Skills declare the capabilities they need. The runtime enforces them.

Capability types

Capability Controls
fs:read Reading files
fs:write Writing files
net:http HTTP network requests
net:https HTTPS network requests
process:spawn Spawning child processes
env:read Reading environment variables
secret:read Reading vault secrets
secret:write Writing vault secrets

Declaration

Skills declare required capabilities in their manifest with optional constraints:

{
  "requiredCapabilities": [
    {
      "capability": "fs:read",
      "constraints": { "paths": ["/home/user/projects"] },
      "reason": "Read project files for analysis"
    },
    {
      "capability": "net:https",
      "constraints": { "hosts": ["api.example.com"] },
      "reason": "Fetch data from API"
    }
  ]
}

Constraints

Constraints narrow the scope of a capability:

Constraint Applies to Effect
paths fs:read, fs:write Only the listed path prefixes are accessible
hosts net:http, net:https Only the listed hostnames can be contacted
executables process:spawn Only the listed executables can be spawned

Paths are checked with prefix matching: a grant for /home/user/projects allows access to /home/user/projects/src/main.ts.

Enforcement

The CapabilityEnforcer checks capabilities at runtime, before every tool execution:

  1. The tool orchestrator receives an execution request containing the skill ID and tool name.
  2. The orchestrator looks up the tool handler and its required capabilities.
  3. For each required capability, the enforcer checks whether a matching grant exists in the CapabilityRegistry.
  4. If a grant exists and the context (path, host, executable) matches the grant's constraints, execution proceeds.
  5. If any check fails, a CapabilityDeniedError is thrown and the tool execution is blocked.

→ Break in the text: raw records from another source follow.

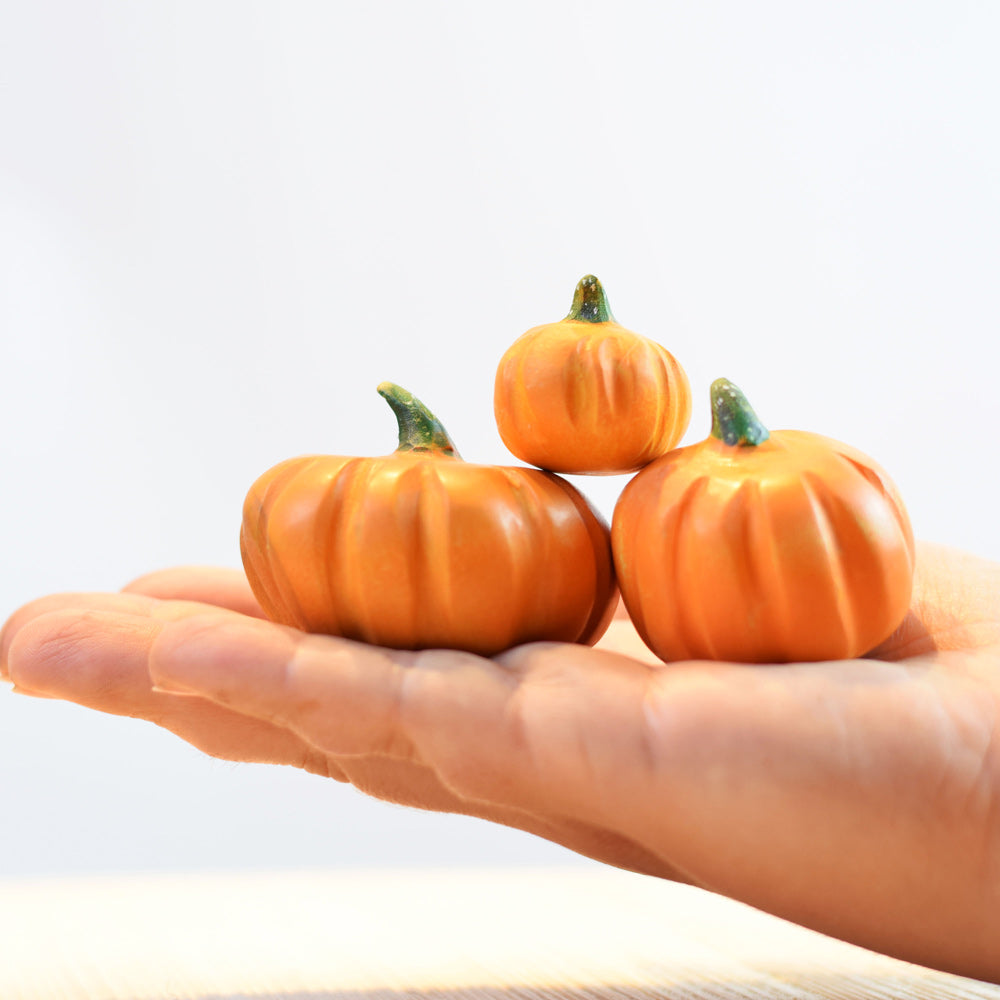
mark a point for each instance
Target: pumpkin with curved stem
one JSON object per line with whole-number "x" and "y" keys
{"x": 586, "y": 395}
{"x": 419, "y": 549}
{"x": 762, "y": 547}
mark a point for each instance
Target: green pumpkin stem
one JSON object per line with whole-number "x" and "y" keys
{"x": 733, "y": 419}
{"x": 419, "y": 429}
{"x": 590, "y": 303}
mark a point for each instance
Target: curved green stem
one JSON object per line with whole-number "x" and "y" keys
{"x": 590, "y": 303}
{"x": 733, "y": 419}
{"x": 419, "y": 429}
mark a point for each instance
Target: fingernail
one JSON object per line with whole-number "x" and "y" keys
{"x": 25, "y": 693}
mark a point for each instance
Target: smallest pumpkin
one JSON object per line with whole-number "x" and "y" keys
{"x": 762, "y": 547}
{"x": 587, "y": 396}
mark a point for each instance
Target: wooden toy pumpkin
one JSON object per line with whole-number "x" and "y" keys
{"x": 586, "y": 395}
{"x": 419, "y": 549}
{"x": 762, "y": 547}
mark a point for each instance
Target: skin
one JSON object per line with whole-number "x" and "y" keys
{"x": 860, "y": 798}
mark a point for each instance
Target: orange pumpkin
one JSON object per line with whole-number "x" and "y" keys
{"x": 762, "y": 547}
{"x": 419, "y": 549}
{"x": 585, "y": 395}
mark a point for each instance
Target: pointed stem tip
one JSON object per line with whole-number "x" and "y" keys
{"x": 733, "y": 419}
{"x": 590, "y": 303}
{"x": 419, "y": 429}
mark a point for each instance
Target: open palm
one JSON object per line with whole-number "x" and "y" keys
{"x": 860, "y": 798}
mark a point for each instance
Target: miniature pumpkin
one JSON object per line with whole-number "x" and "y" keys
{"x": 586, "y": 395}
{"x": 762, "y": 547}
{"x": 419, "y": 549}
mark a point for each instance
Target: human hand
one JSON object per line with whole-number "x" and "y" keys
{"x": 860, "y": 798}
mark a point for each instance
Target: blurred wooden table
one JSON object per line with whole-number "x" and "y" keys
{"x": 522, "y": 934}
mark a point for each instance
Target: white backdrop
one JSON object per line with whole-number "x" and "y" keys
{"x": 222, "y": 224}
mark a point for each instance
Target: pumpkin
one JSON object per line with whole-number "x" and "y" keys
{"x": 586, "y": 395}
{"x": 420, "y": 549}
{"x": 762, "y": 547}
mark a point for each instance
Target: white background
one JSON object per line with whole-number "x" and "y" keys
{"x": 222, "y": 224}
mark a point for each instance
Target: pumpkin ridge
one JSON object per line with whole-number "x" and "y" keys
{"x": 432, "y": 558}
{"x": 293, "y": 471}
{"x": 819, "y": 501}
{"x": 347, "y": 564}
{"x": 759, "y": 566}
{"x": 692, "y": 637}
{"x": 886, "y": 490}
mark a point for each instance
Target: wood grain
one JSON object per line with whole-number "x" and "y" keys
{"x": 582, "y": 933}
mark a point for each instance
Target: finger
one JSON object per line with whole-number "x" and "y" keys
{"x": 99, "y": 659}
{"x": 125, "y": 603}
{"x": 337, "y": 694}
{"x": 346, "y": 699}
{"x": 224, "y": 588}
{"x": 545, "y": 731}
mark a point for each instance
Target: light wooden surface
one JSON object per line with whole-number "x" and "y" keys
{"x": 564, "y": 934}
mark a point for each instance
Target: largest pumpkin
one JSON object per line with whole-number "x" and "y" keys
{"x": 419, "y": 549}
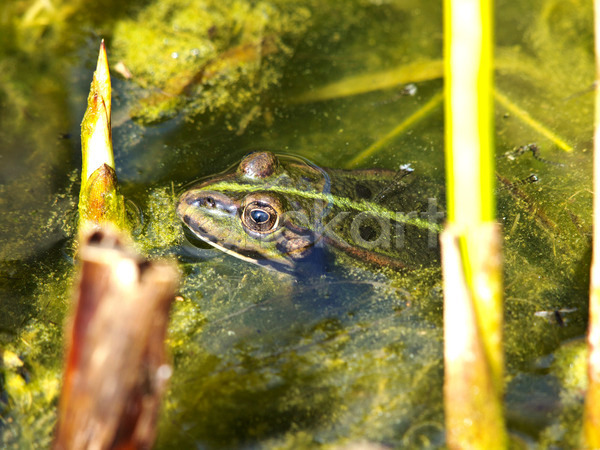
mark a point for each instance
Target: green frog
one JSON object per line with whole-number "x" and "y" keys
{"x": 286, "y": 213}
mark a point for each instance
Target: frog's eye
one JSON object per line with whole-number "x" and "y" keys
{"x": 260, "y": 217}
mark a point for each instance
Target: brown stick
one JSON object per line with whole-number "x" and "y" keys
{"x": 116, "y": 365}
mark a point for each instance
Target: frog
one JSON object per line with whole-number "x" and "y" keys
{"x": 285, "y": 213}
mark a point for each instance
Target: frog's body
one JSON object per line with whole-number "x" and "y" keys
{"x": 281, "y": 211}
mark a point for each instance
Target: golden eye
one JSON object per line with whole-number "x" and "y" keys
{"x": 261, "y": 214}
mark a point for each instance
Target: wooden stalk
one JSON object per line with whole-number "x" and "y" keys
{"x": 116, "y": 366}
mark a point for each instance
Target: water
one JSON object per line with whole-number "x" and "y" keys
{"x": 260, "y": 359}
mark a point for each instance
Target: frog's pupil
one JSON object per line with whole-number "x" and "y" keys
{"x": 259, "y": 216}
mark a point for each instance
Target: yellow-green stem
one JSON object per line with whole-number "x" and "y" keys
{"x": 99, "y": 199}
{"x": 473, "y": 364}
{"x": 591, "y": 420}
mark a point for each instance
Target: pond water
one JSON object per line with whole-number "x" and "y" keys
{"x": 262, "y": 359}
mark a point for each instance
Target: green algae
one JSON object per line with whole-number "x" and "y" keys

There is no fallback. A missing or invalid grant always results in denial.

Grants

Capabilities are granted through two mechanisms:

  • builtin: Auto-approved when installing built-in skills (with autoApprove: true).
  • user: Explicitly approved by the user during skill installation.

Grants are recorded with the skill ID, capability, constraints, timestamp, and granting authority. They can be revoked per-skill.

Signed skills

Skills are signed with Ed25519 to ensure integrity and authenticity.

Signing

The manifest is signed by:

  1. Removing the signature field from the manifest.
  2. Serializing the remaining fields as JSON with sorted keys (canonical form).
  3. Signing the canonical JSON with the Ed25519 private key.
  4. Encoding the signature as a hex string in the signature field.
import { generateSigningKeyPair, signManifest } from "@safeclaw/core";

const { publicKey, privateKey } = generateSigningKeyPair();
// publicKey: hex-encoded 32-byte Ed25519 public key
// privateKey: hex-encoded PKCS#8 DER private key

const signature = signManifest(canonicalJson, privateKey);
// signature: hex-encoded Ed25519 signature

Verification

On installation, the SkillInstaller:

  1. Extracts the signature and publicKey from the manifest.
  2. Reconstructs the canonical content (manifest without signature, keys sorted).
  3. Verifies the Ed25519 signature against the public key.
  4. Rejects the skill if the signature is invalid.

Unsigned skill handling

Unsigned skills (no signature field) are rejected by default. To install an unsigned skill, pass the --allow-unsigned flag. This is intended for local development only and should not be used in production.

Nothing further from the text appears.